When it finally gets to the assassination of OBL (or whatever you want to call it), the people who did it are not really presented as impressive or heroic, though they clearly think they are, and Bigelow directed Point Break, so knows how to make that kind of scene incredibly exciting. They seem more like a bunch of thugs and murderously-inclined yahoos, who break into a house, kill a bunch of people in front of some kids (including at least a couple of unarmed women), manage to crash a secret helicopter, nearly start murdering an entire neighbourhood full of people, and narrowly avoid getting attacked (rightly) by the Pakistani airforce. (Not spoiler-blocking widely known historical fact lol)

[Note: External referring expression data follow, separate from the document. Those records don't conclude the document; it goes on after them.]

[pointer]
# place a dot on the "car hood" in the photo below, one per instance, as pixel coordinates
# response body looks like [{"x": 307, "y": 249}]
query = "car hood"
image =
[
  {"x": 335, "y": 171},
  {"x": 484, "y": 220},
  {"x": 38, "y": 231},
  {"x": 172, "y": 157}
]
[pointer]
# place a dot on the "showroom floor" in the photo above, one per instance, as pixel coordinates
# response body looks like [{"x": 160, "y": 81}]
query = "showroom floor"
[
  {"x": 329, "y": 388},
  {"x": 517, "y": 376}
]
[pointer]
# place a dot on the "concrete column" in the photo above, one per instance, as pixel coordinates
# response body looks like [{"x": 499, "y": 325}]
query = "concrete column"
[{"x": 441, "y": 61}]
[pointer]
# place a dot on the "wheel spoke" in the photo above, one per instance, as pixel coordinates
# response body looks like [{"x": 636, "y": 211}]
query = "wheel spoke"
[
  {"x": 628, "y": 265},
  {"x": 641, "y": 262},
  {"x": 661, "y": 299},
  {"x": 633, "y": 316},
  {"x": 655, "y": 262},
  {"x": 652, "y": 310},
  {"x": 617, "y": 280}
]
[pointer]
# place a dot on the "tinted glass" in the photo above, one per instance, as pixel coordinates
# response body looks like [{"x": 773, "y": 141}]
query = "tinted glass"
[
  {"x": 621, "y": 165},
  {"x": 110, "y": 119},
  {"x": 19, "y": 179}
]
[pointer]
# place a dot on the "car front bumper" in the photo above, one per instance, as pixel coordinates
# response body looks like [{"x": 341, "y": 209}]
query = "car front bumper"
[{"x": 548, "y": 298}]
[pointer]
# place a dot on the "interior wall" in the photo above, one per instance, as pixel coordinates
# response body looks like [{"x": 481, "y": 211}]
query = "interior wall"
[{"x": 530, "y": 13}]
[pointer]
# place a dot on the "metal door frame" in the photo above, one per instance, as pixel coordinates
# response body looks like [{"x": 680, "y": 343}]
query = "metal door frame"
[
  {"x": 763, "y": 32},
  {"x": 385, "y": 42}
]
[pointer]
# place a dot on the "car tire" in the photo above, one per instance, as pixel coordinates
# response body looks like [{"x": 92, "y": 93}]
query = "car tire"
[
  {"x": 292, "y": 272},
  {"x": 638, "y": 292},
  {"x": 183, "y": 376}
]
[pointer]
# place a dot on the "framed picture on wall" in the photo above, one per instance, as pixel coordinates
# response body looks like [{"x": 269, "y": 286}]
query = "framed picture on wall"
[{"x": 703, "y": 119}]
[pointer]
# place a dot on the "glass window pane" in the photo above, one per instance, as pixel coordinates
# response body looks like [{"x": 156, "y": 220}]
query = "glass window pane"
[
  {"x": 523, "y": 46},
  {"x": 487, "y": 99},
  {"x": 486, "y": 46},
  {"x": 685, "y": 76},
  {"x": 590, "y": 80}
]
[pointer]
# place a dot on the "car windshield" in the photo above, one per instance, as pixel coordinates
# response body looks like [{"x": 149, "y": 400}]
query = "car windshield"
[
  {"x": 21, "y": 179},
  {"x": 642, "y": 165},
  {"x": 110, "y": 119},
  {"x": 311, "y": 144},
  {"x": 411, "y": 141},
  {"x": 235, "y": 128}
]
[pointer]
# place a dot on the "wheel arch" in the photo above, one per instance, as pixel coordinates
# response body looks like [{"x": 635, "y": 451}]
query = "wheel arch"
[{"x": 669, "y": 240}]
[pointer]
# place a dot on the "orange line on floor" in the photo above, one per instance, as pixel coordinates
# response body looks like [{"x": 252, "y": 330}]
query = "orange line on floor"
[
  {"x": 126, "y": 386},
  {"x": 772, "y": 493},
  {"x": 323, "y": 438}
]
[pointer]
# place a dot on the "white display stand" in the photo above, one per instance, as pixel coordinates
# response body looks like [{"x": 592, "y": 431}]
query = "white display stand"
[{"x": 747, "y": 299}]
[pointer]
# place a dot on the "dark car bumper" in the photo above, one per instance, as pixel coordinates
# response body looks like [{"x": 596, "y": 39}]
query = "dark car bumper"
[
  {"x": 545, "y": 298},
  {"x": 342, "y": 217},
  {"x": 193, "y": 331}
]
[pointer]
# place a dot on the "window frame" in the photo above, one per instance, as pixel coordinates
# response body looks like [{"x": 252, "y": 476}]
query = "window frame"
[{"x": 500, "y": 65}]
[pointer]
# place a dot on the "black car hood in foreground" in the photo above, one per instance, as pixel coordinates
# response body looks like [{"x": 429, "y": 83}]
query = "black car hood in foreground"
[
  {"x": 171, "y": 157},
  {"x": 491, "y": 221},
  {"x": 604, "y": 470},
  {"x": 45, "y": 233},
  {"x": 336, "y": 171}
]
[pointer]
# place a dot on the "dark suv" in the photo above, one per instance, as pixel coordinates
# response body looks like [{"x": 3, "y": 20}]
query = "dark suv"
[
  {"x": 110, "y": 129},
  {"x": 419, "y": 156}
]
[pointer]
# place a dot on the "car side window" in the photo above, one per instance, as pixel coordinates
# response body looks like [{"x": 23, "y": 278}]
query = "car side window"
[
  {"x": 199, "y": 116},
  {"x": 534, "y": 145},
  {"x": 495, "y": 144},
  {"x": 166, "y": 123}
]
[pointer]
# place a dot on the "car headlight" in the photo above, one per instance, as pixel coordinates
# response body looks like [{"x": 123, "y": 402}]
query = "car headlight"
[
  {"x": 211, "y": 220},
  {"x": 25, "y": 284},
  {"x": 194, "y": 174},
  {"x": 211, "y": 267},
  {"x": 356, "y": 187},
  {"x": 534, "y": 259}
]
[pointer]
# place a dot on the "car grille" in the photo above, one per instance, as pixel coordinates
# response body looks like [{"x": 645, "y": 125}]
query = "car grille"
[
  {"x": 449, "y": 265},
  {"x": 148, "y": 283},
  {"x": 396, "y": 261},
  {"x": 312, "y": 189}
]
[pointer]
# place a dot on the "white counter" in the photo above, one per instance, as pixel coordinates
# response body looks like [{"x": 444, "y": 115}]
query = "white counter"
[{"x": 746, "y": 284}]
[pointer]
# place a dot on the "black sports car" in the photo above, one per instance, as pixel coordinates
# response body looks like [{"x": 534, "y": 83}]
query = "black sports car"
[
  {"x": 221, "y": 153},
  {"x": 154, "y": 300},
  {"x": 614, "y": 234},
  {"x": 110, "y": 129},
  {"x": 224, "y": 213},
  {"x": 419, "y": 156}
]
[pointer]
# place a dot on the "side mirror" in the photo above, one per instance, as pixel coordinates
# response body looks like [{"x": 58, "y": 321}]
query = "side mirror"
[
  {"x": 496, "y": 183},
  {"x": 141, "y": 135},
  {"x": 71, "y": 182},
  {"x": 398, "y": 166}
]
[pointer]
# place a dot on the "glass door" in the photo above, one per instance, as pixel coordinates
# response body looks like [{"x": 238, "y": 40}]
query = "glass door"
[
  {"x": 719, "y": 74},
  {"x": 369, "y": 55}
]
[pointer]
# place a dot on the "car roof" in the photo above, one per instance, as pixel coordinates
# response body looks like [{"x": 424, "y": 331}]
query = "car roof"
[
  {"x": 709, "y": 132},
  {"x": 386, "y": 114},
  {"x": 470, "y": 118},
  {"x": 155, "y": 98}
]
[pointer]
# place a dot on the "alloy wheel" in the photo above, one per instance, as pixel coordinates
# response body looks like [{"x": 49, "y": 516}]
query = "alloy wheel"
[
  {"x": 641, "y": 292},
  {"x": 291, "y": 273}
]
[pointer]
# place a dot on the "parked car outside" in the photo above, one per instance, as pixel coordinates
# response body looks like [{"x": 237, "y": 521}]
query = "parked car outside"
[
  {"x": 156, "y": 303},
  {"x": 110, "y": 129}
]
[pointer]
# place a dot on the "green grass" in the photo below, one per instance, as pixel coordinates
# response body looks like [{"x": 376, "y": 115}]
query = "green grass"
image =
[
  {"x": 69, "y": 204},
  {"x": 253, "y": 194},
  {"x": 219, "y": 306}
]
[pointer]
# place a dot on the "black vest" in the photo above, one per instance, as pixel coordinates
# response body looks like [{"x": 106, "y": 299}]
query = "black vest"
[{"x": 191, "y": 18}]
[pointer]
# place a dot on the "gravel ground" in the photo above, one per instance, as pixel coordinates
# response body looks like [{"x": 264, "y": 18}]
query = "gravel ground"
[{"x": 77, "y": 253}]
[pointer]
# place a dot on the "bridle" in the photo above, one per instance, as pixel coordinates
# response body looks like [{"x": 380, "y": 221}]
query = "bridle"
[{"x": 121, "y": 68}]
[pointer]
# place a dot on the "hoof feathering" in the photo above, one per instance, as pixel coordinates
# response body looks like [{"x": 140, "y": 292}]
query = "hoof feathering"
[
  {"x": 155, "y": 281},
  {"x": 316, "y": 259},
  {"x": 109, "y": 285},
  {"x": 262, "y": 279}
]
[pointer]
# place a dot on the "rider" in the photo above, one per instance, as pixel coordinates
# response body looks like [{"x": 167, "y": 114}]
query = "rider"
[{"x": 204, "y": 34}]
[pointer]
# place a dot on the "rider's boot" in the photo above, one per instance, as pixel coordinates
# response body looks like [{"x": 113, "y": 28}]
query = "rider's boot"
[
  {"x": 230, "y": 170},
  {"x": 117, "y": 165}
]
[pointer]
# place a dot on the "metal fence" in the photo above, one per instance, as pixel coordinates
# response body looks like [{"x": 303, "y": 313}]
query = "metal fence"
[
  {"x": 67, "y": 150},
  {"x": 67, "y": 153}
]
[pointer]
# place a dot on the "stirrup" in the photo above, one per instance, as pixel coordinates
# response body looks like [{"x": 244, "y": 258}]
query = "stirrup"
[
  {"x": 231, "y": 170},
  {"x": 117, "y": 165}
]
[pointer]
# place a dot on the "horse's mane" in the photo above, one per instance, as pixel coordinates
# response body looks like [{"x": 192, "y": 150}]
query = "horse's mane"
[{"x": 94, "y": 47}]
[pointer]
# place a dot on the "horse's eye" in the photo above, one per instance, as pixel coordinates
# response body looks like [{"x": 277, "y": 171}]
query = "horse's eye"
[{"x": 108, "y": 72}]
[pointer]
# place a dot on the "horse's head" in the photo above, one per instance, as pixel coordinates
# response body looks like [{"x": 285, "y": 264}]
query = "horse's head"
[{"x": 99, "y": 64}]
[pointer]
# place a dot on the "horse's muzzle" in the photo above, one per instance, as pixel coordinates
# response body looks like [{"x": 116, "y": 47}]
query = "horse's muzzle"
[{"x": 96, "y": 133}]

And the film basically ends with the main character alone and weeping (not in a happy way), I guess because she realizes she just spent ages 19-31 or whatever chasing down and killing a dude (seemingly more for revenge than because he’s actually behind ongoing stuff and “needs to be stopped”), via completely unethical means and now he’s dead, what’s next for her? She’s got no friends, no family, no education, she can’t tell people she did it, her interpersonal skills are weak as hell, so I guess life as a CIA spinster awaits? I am supposed to feel sorry for a psycho who wanted to drop a bomb on some kids? I dunno. It’s unclear. The movie could be read as a sort of nigh-cheerful account of all this, or as a subtle but quite serious criticism of the entire post-9/11 deal. The torture is shown to be pointless. Almost all of what the US does in the movie is shown as pointless and cruel. Only bribery and manipulation, together with technology, gets them anywhere.
There’s also one minor factual oddity with the movie though because they claim the semi-fake vaccination program didn’t achieve anything, but it was actually reported by CIA sources as being pivotal in convincing people that the raid could go ahead, because they ID’d some people in the compound as being very closely related to OBL as a result of it (which was notable given he was a Saudi noble, not Pakistani). I suspect this is a matter of the US trying to downplay that whole angle though because it was particularly hideously unethical as it damaged people’s trust in vaccines in Pakistan and other countries, and largely sticking to what the US had openly admitted - though they had a lot of semi-secret details thanks to an ill-advised lecture on the raid given at an awards dinner, where the lecture-giver apparently didn’t realize civilians and journalists were present.